Valorábamos más que la nuestra, la opinión ajena.
Nos invadió la culpabilidad.
La dejamos pasar hasta la cocina sin preguntar por qué.
Nos despreciaron.
Y nos despreciamos nosotros.
Nos vimos como inferiores.
Creíamos no tener la menor idea de cómo hacer las cosas bien.
Nos sacrificamos por satisfacer antes a los demás que a nosotros mismos.
Y no tenía nada de altruista buscar la redención.
Dejamos que nos gritaran o impusieran el silencio.
Dábamos por hecho que poseían una buena razón para hacerlo.
Toleramos que nos juzgaran.
Aunque con el material del que disponían no tuvieran ni para empezar.
Nos esforzamos en sacarles sonrisas.
Incluso si ello nos hacía llorar.
Olvidamos qué se sentía cuando nos amaban.
Demasiado ocupados para pensar, no importaba.
Les concedimos el privilegio de ridiculizarnos.
Y no dudaron en emplearse a fondo.
Convirtieron en costumbre cuestionarnos.
Parecía tener sentido porque no valíamos nada.
Focalizaron en nosotros sus frustraciones.
Y así nos hacían responsables de cada fallo.
Nos señalaron con su dedo o su sarcasmo.
Mientras el mundo entero asentía alrededor.
No nos defendimos ni opusimos resistencia.
Amábamos demasiado nuestra propia condena.
Compañeros o compañeras sentimentales y amantes -coherentes y fieles, en lo bueno y en lo malo, o no-, amigos o amigas -leales o no-, parientes -cercanos o no-, compañeros de clase o trabajo -con conocimiento de causa o sin él-, vecinos -realmente preocupados o simplemente cotillas-, jefes o jefas -siempre tan malnacidos-; les proporcionamos las armas y el escenario para llevar a cabo su genocidio. Los hicimos poderosos y en ellos delegamos toda responsabilidad. Relegamos, perdiéndola, toda nuestra autoridad, sobre nuestras vidas y autonomía personal. Abandonamos toda pasión y abrimos paso al aplastamiento pero si ocurrió lo hizo bajo nuestra atenta mirada de súbditos solícitos, de esclavos voluntarios, de estudiantes agradecidos, de pusilánimes tristes. Si nos desmembraron para posteriormente arrojar sal a nuestros muñones, lo hicieron con nuestro total beneplácito.

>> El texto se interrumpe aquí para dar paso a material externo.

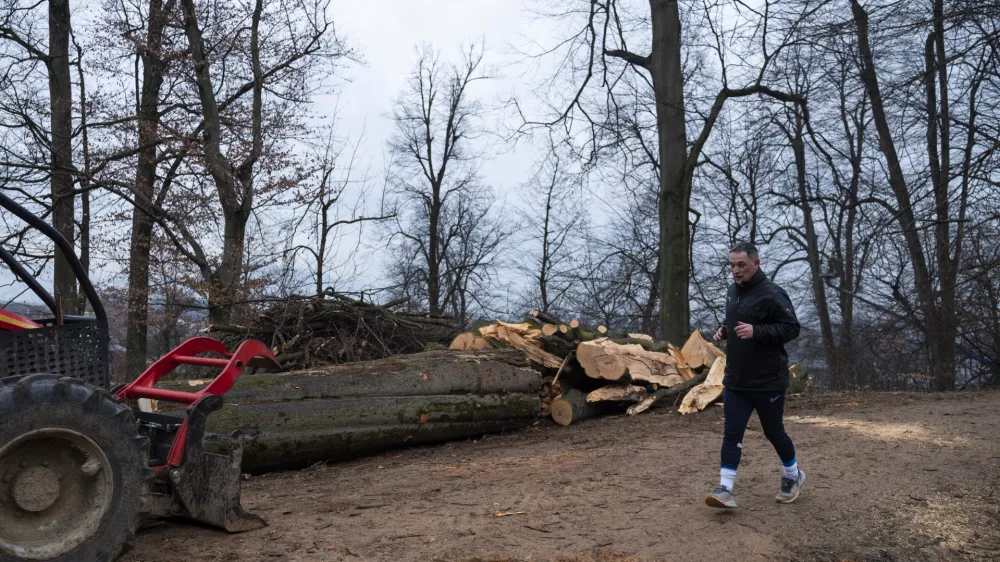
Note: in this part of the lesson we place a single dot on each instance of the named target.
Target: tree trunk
(338, 412)
(60, 105)
(940, 341)
(417, 374)
(145, 177)
(85, 184)
(675, 181)
(434, 258)
(812, 252)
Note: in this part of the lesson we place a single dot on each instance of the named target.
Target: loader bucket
(208, 484)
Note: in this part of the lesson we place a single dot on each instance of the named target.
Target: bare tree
(554, 221)
(606, 36)
(445, 237)
(335, 197)
(934, 263)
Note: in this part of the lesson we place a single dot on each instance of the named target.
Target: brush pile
(305, 332)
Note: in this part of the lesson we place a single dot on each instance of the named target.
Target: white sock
(726, 477)
(791, 470)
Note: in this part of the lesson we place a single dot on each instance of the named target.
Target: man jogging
(760, 320)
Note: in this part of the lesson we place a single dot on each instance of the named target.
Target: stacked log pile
(293, 419)
(305, 332)
(589, 372)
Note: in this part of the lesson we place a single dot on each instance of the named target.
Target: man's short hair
(745, 247)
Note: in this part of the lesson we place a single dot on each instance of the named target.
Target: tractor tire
(74, 471)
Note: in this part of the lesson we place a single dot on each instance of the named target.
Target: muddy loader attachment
(192, 482)
(207, 485)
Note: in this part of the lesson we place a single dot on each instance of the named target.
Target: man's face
(743, 267)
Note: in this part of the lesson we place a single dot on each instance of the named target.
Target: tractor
(81, 470)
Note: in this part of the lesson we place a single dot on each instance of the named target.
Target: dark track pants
(770, 407)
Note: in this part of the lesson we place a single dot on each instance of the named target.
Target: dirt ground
(890, 477)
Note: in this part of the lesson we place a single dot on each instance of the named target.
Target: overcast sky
(387, 33)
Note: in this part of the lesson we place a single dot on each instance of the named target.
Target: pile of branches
(336, 328)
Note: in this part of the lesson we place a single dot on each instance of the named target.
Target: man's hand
(744, 331)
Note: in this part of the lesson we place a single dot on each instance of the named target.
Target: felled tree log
(469, 341)
(267, 450)
(296, 418)
(709, 391)
(572, 407)
(700, 353)
(618, 393)
(605, 359)
(523, 337)
(661, 397)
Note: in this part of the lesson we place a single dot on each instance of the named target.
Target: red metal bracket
(186, 354)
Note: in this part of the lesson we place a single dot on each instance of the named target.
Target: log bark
(293, 419)
(277, 450)
(302, 416)
(572, 407)
(618, 393)
(419, 374)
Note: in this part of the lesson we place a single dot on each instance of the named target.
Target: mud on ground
(890, 477)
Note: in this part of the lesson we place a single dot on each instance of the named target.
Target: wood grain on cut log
(698, 352)
(706, 393)
(572, 407)
(524, 338)
(605, 359)
(618, 393)
(661, 397)
(469, 341)
(532, 351)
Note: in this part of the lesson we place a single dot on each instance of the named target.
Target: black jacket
(760, 363)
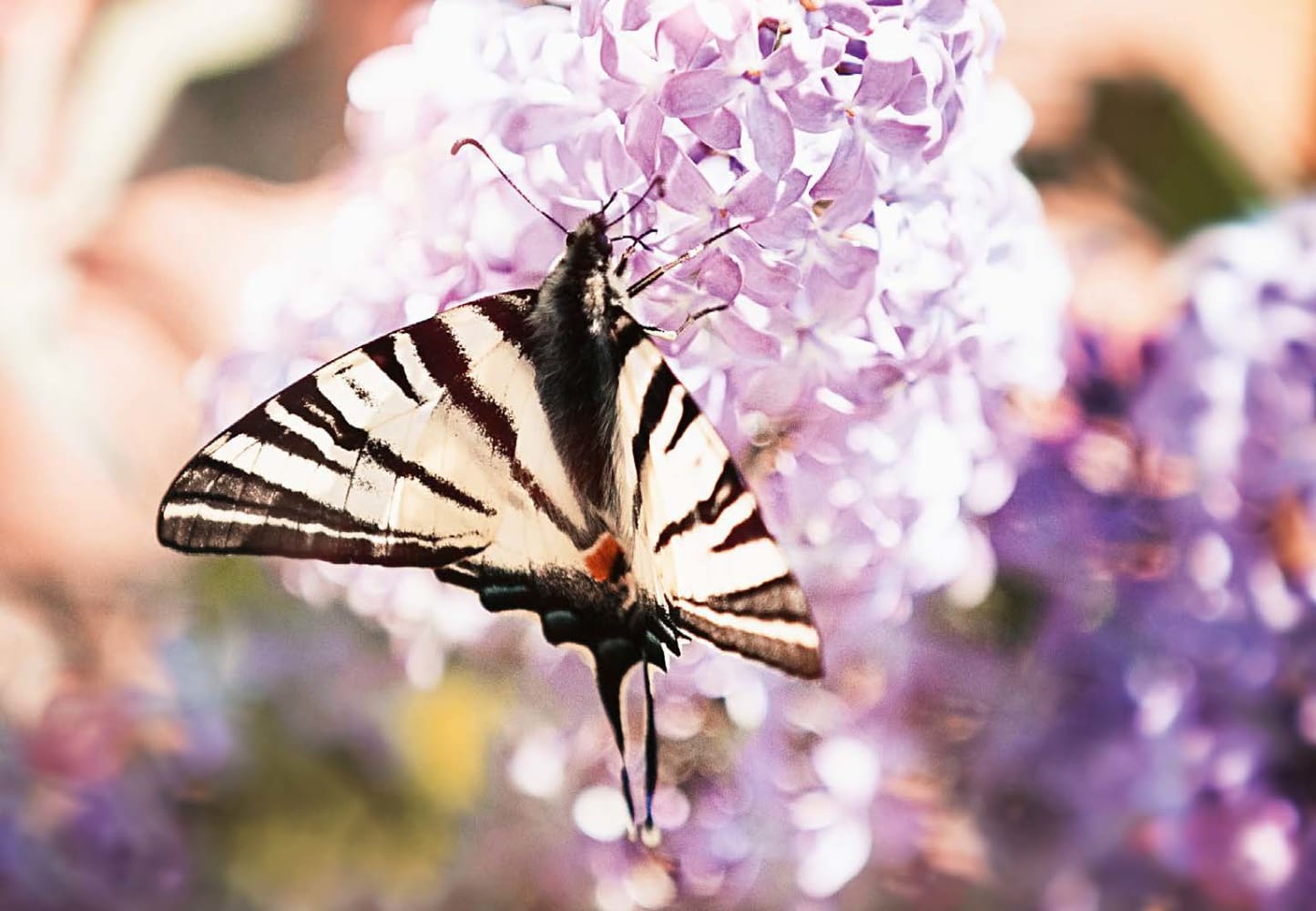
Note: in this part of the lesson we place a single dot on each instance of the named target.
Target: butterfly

No obstante, si hemos llegado hasta aquí, en el punto en que nos encontramos no volveremos a agacharnos.
Mantendremos la cabeza alta y la mirada desafiante. Preferiremos la soberbia a conceder treguas.
No habrá gestos de aquiescencia ni rendición posible. No nos doblegaremos ni nos doblegará nadie.
Todo tirano de tres al cuarto, opresores y carceleros, domadores de leones previamente domados, a todos vosotros os digo:
que ya no se os acoge, que ya no se os permite la entrada, que a vosotros también os jodieron la vida y hasta que no lo admitáis y arregléis, aquí no tenéis nada que hacer.
Y si os acercáis prematuramente, sin haber solucionado vuestras internas disputas, nos obligaréis a expulsaros o quién sabe, quizá algo mucho peor.